Baku has criticized Armenian Prime Minister Nikol Pashinian over his latest statement concerning the future status of Nagorno-Karabakh, a breakaway region disputed by Armenia and Azerbaijan.
Azerbaijani Foreign Ministry spokesman Hikmat Haciyev said on September 9 that Pashinian's remarks at a meeting with ethnic Armenian businessmen in Moscow could damage international efforts to resolve the decades-old dispute over the region.
Pashinian said at the meeting a day earlier that he saw Nagorno-Karabakh as "part of Armenia" in the future.
"The path toward this status may consist of more steps than one. It may consist of two or three steps, but our vision of the future is definitely this. And there can be no doubt about that," Pashinian said.
Haciyev accused Armenia's leadership of stoking tensions ahead of a planned meeting between the two countries' foreign ministers at the UN General Assembly in New York later this month.
"We would like to reiterate that Armenia and its leadership bear all responsibility for escalation of [the] situation with such incendiary statements," Haciyev said on Twitter.

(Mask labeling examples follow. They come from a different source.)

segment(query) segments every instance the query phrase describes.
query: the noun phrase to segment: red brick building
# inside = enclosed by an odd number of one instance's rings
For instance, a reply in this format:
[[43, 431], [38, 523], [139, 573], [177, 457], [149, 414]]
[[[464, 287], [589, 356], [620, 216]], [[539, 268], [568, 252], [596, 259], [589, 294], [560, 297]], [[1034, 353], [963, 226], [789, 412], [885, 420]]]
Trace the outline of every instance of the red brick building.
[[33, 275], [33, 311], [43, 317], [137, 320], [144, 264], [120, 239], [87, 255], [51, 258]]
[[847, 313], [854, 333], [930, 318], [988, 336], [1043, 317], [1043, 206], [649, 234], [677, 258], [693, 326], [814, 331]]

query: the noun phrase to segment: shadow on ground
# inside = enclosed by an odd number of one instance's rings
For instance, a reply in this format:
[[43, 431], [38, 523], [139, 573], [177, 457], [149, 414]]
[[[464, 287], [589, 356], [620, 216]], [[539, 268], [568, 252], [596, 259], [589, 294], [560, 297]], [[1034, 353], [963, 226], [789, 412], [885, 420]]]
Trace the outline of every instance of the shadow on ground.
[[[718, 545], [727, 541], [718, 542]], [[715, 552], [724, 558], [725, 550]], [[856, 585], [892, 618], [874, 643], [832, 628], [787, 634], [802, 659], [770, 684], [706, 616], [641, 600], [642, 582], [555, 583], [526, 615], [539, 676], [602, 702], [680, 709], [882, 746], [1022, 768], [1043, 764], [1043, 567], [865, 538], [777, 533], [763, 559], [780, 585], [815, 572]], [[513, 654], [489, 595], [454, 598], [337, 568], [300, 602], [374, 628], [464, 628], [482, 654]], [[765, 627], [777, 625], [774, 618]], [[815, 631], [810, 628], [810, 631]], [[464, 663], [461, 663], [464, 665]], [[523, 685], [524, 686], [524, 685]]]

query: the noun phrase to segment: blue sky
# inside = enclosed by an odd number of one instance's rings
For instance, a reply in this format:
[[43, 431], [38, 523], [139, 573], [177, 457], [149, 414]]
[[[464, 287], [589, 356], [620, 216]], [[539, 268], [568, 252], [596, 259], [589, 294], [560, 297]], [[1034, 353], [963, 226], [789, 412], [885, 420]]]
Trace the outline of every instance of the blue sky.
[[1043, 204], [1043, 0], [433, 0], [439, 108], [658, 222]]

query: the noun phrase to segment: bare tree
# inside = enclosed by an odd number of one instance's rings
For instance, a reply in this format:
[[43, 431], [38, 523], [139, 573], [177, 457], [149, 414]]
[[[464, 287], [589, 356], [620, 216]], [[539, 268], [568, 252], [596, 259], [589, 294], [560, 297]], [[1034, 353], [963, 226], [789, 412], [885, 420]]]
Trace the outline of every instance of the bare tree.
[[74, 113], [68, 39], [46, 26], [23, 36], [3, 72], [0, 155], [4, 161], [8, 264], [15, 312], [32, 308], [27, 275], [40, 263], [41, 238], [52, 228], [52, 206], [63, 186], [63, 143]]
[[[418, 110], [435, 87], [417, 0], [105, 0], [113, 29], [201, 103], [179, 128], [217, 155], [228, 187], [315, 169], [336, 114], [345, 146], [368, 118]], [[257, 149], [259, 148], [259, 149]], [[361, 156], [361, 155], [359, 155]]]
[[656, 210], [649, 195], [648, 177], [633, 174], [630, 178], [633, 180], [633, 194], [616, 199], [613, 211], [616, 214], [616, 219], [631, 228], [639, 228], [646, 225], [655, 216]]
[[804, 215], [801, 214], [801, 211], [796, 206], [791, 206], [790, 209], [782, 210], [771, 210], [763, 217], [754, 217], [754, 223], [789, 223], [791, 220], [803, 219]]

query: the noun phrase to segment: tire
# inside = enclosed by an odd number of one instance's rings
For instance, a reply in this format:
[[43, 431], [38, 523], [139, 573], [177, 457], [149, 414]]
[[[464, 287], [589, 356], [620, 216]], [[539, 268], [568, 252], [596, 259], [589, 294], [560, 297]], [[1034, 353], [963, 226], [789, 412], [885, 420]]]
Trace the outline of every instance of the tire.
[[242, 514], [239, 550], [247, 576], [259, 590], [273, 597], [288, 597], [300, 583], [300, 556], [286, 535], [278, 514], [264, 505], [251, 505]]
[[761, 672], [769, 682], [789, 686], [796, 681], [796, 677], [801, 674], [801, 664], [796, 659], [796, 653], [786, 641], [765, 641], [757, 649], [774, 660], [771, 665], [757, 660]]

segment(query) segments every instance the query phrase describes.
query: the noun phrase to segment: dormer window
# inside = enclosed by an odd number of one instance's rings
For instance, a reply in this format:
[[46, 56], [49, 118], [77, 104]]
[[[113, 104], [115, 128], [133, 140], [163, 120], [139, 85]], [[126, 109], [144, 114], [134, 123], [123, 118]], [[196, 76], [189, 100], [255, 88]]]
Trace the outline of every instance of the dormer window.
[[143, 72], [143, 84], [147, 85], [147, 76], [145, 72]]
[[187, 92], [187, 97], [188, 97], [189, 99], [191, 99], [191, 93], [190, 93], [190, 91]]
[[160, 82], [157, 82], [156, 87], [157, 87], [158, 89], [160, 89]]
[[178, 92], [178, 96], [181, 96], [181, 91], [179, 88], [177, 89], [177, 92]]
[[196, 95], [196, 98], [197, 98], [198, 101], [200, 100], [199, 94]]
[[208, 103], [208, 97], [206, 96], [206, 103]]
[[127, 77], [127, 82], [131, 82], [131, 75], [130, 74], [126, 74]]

Nagorno-Karabakh, which is populated mainly by ethnic Armenians, declared independence from Azerbaijan amid a 1988-94 war that claimed an estimated 30,000 lives and displaced hundreds of thousands of people.
Since 1994, it has been under the control of ethnic Armenian forces that Baku says include troops supplied by Armenia. The region's claim to independence has not been recognized by any country.
Internationally mediated negotiations involving the OSCE's Minsk Group helped forge a cease-fire in the region, which is not always honored, but have failed to produce a lasting settlement of the conflict.